The Sindh High Court, however, has expressed judicial unease. In 2025 PTD 143 (Rakesh Keshwani v CIR), it flagged suspicions over identical rulings issued by two tax benches, hinting at possible automated drafting. The court made clear that even the appearance of AI-generated judgments could undermine trust in judicial integrity. The ruling echoed broader concerns that algorithmic convenience must never eclipse human reasoning, especially in matters of justice.
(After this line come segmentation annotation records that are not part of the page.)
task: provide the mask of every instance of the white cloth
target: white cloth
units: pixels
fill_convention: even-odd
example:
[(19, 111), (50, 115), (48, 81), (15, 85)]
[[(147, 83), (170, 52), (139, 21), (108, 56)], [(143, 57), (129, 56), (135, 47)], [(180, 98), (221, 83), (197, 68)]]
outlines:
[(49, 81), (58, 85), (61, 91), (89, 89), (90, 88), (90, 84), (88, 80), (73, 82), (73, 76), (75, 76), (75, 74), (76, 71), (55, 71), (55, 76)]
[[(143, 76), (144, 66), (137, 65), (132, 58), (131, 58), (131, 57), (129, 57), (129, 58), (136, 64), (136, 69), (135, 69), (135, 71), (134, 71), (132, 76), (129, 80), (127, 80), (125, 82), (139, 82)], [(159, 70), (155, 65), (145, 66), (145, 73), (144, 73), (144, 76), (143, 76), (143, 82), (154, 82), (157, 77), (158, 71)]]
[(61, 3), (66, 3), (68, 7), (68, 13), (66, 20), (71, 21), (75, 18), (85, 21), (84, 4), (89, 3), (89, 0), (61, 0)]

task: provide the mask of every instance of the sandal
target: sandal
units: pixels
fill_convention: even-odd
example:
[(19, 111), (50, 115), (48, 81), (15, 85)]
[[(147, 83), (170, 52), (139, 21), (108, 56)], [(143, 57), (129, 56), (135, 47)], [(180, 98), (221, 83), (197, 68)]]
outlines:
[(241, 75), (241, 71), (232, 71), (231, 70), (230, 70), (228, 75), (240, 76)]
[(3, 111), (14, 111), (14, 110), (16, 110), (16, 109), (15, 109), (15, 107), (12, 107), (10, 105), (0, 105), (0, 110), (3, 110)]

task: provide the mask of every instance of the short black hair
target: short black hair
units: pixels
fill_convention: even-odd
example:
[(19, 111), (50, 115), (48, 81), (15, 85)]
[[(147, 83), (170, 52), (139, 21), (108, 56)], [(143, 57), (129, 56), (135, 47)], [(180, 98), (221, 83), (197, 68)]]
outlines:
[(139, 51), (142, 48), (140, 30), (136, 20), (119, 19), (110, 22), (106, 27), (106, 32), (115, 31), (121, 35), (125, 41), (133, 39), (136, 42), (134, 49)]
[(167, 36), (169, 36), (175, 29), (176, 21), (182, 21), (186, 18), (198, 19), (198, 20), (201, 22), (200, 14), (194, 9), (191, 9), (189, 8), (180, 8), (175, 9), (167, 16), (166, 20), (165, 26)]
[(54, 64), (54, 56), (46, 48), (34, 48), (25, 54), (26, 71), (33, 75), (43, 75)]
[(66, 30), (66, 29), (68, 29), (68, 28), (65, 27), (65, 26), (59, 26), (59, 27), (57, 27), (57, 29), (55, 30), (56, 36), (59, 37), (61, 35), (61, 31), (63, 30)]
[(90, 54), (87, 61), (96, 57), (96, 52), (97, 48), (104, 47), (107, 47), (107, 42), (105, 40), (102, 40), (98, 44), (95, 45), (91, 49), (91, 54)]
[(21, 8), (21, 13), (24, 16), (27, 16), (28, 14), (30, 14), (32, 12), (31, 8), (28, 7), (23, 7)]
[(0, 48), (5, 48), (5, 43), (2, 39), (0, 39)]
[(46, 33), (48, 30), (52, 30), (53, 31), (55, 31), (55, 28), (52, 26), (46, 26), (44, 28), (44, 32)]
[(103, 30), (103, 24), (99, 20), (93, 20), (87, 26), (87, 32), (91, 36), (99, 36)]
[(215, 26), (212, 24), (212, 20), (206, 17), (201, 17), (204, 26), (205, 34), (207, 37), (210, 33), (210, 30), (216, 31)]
One notable exception in Pakistan is the Legal Aid Society, which in 2025 adopted a comprehensive internal AI governance policy, the first of its kind in the legal sector. The policy mandates human oversight of AI outputs, requires explicit client consent and enforces data minimisation. While not legally binding, the LAS framework sets a critical precedent for how legal institutions might adopt AI responsibly.

This stands in stark contrast to the regulatory silence elsewhere. The Securities and Exchange Commission of Pakistan (SECP), despite promoting digital transformation, has issued no AI-specific compliance mandates for legal or advisory firms.

Internationally, AI ethics and confidentiality are being codified. The European Union's General Data Protection Regulation (GDPR) treats client data as sacrosanct. Article 22 prohibits fully automated decisions without meaningful human review. The EU AI Act classifies AI tools used in legal and judicial functions as "high-risk”, requiring impact assessments, transparency and auditability.

Suppose Pakistan aspires to align with global norms. In that case, it must adopt similar safeguards, not just to protect citizens but to ensure our legal system retains public confidence in a digital age. Pakistan can no longer afford to treat AI in legal practice as a grey zone. The risks are too high, and the international consensus too clear.

Some reforms are now essential. These include: mandatory AI Ethics Guidelines from the Pakistan Bar Council covering confidentiality, informed consent and human oversight. Second, passage of the Personal Data Protection Bill with provisions addressing AI usage by legal professionals.

Third, Judicial Rules of Procedure requiring disclosure of AI assistance in legal filings. Fourth, Law Firm Compliance Mandates enforcing data minimisation, on-premise deployments and audit trails. Fifth, Continuing Legal Education modules on AI risks and responsible usage.

AI is already embedded in our legal workflows. The challenge is not adoption, but accountability. The question now is not whether we use it, but whether we regulate it in time to preserve trust in our legal system. It already sits in our offices, our courtrooms and our inboxes.

Let us not allow a machine to become the custodian of our clients' secrets. Let us ensure that the silent witness remains silent. Just as Samsung’s engineers never imagined their confidential code would resurface in a stranger’s query, Pakistan’s legal fraternity cannot afford similar complacency.


The writer is an advocate of the high court.